Ram: The knowledge is inferential, which is a valid means of knowledge. Actually, the subtle body is not “alive” even when the physical body is alive. (The purpose of the “three bodies” teaching is to aid discrimination between the self and its instruments.) It just seems to be alive because it is reflecting awareness. There is actually no “moment” of death. Death is an ongoing process that is taking place throughout life. We are all “living dead.” Failure to understand this is the cause of much suffering. Some people do recall the bardo, the transition. But the way we know of past life is through the rare exceptions in nature. Usually the continuity of memory is broken for good with the death of the physical body, but occasionally it is not and a person remembers who he or she was in a previous birth. I just saw a program on the TV about this precise phenomenon. A young boy claimed he was somebody else and that he was killed as a fighter pilot in World War II. After refusing to take his claims seriously for many years, the parents began to do research based on the info the boy gave them and after much careful checking every detail of his story checked out. I’m not sure what your interest in this topic is since, as I have mentioned twice already it doesn’t make any practical difference who you were or who you will be if you take yourself to be a body-mind entity. It is all still maya. And in maya you have to go through what you have to go through.
Michael: People have a memory of an experience of an NDE, but an NDE is still NDE and not “A” (after) DE. There is nobody to experience.
Ram: NDEs are not physical death experiences. This is why they are “near.” You are right, it is not “people” who experience death.
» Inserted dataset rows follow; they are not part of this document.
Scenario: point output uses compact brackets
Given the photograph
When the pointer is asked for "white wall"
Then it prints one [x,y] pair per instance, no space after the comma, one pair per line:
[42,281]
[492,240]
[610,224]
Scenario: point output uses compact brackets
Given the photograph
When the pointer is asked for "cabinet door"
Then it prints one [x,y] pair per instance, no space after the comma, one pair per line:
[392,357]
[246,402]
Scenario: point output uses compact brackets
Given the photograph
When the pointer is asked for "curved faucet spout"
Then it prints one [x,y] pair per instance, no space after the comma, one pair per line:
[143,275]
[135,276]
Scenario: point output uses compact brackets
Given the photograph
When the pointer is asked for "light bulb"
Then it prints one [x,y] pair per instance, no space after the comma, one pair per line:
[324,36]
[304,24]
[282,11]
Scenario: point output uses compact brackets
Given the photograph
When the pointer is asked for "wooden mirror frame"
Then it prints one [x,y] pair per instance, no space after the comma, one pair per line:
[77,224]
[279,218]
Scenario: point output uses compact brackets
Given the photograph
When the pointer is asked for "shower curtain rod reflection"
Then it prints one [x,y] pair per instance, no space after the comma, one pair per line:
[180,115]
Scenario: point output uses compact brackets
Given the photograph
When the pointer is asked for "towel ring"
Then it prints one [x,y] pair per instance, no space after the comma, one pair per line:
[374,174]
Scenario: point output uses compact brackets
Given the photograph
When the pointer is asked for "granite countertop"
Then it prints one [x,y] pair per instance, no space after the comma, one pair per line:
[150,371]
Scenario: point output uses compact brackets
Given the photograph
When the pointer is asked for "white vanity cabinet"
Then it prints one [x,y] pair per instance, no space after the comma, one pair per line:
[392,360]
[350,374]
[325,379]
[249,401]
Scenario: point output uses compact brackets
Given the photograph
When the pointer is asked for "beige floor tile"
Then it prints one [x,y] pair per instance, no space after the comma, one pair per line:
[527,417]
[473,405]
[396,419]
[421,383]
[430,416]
It is the self. In NDEs there is a continuity of memory from the point of view of the individual to the point of view of the total, the self. There is a “shift” that is known.
Michael: From SELF’s point of view there is no reincarnation, obviously. As long we are not firm in the knowledge of the SELF the question of rebirth comes up. Is that the answer?
Ram: Yes. This is the point. People can’t stand the idea that everything they work for here is going to be taken away at some point. If you understood that you were already “dead,” would you be suffering this extreme attachment to wife and children? Would you be afraid of “losing” them? The whole point of the spiritual life is to “die” while living. There is a great symbol of this in Tibetan culture, the dancing skeleton. This fear you have of “losing” your children is foolish. You never had them in the first place. You have always been “dead” to them and they to you. Do you think it really matters to you who they are? You may think it does, but it does not. It is for the sake of yourself that you are attached to the idea of children. You have been “born into” this dream of fatherhood and you have accepted it without thinking. Conversely, do you think it really matters to them who you are? It does not. They haven’t a clue to who you are and what you are going through. They would accept anyone who gave them what they wanted, made them feel good. When you aggress against them they immediately “die” to you. If this is true, then what kind of love is it on both sides? Love means that you accept people as they are. It means that you understand that they are as they are by no fault of their own. So you do not try to change them or possess them. But not knowing this you meddle in their lives behind an ill-conceived notions of “love” or “duty.” I define “death” and “life” spiritually. Both are just different ways to see yourself and the world around you. “Life” means attachment, born of ignorance. “Death” to me means dispassion, clear seeing. These are basically the only two responses you can take in maya. One is suffering, the other liberation. From the self’s point of view neither life nor death are real. When you mistake a snake for a rope you do not take the time to figure out what kind of snake it is. If you did you would find out that it wasn’t a snake at all. Life is never what you think it is.